For the 200 mg twice daily dose, the ORR was 77.3% (95% CI 65.3%, 86.7%) and the DOR (defined as the time from first ORR response to progression of disease in any organ measured in comparison to nadir, new systemic therapy, or death whichever comes first) was 8 weeks (95% CI 2-81 weeks).
Study KD025-208
Study KD025-208 (N=54) was a dose-escalation, open-label, multicentre study of belumosudil for treatment of patients with chronic GVHD who had received 1 to 3 prior lines of systemic therapy and required additional therapy. Belumosudil was administered orally at 200 mg once daily (N=17), 200 mg twice daily (N=16), or 400 mg once daily (N=21).
Where patients were on a stable dose/schedule of standard of care therapies for chronic GVHD, concomitant use of these was permitted, including corticosteroids and calcineurin inhibitors. Initiation of one or more new systemic therapies for chronic GVHD indicated a new line of therapy and was classified as a treatment failure.
Of patients enrolled in the study, the median age was 52 years (range 20 to 75 years), 63% of patients were male and 87% were white. The majority (78%) of patients had severe cGVHD disease and 73% of patients were refractory to their last systemic therapy prior to enrolling in the study. The most common underlying malignancies leading to transplantation were acute myeloid leukaemia, acute lymphocytic leukaemia and myelodysplastic syndromes. The organs involved at baseline were eyes (78%), skin (74%), mouth (65%), joints/fascia (63%), lung (32%), upper GI (15%), oesophagus (11%), lower GI (7%), and liver (4%), and 50% of patients had 4 or more organs involved. The most common prior systemic therapy was corticosteroids (100%), followed by calcineurin inhibitors (tacrolimus 48% and sirolimus 44%), rituximab (30%), and ECP (28%). The median number of prior lines of therapy was 2.5 (range 1-4).
The primary efficacy endpoint was the overall response rate (ORR), defined as the proportion of subjects who achieved a complete response or a partial response according to the 2014 NIH Consensus Development Project on Criteria for Clinical Trials in chronic GVHD. Responses were assessed by investigators. Secondary endpoints included duration of response, failure free survival and time to next treatment.

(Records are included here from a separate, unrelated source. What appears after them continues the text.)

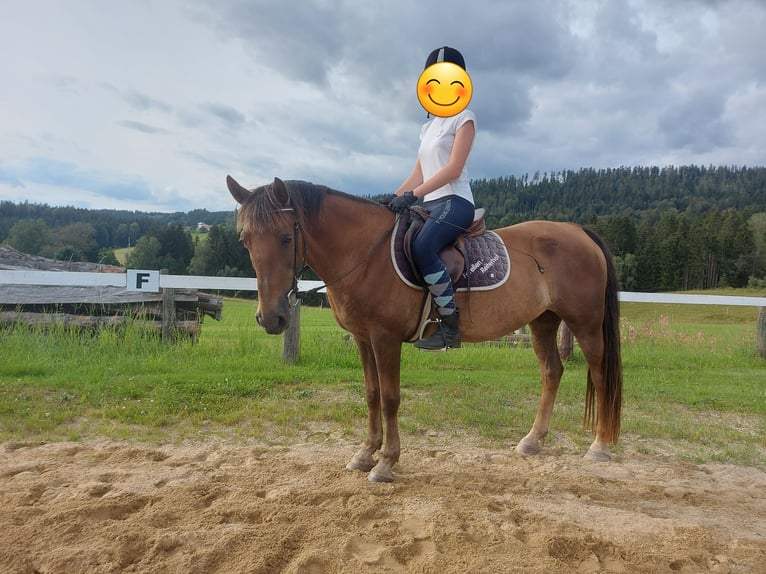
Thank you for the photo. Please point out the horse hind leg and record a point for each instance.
(596, 407)
(544, 330)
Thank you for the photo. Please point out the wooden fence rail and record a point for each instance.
(14, 283)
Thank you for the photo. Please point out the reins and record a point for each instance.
(294, 296)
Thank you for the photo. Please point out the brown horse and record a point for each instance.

Study KD025-208 met its primary objective. For the 200 mg once daily dose, the ORR was 64.7% (95% CI 38.3%, 85.8%). Responses (partial response) were achieved across all organs involved, there were no complete responses reported. Duration of response (defined as the time from first ORR response to progression of disease in any organ measured in comparison to nadir, new systemic therapy, or death whichever comes first) was 19 weeks (95% CI 7-128 weeks).
Safety and efficacy in older patients
Of the 186 patients with chronic GVHD in clinical studies of belumosudil, 25.8% were 65 years and older. No overall differences in safety or effectiveness of belumosudil were observed between these patients and younger patients.
Paediatric population
The Medicines and Healthcare Products Regulatory Agency has deferred the obligation to submit the results of studies with Rezurock.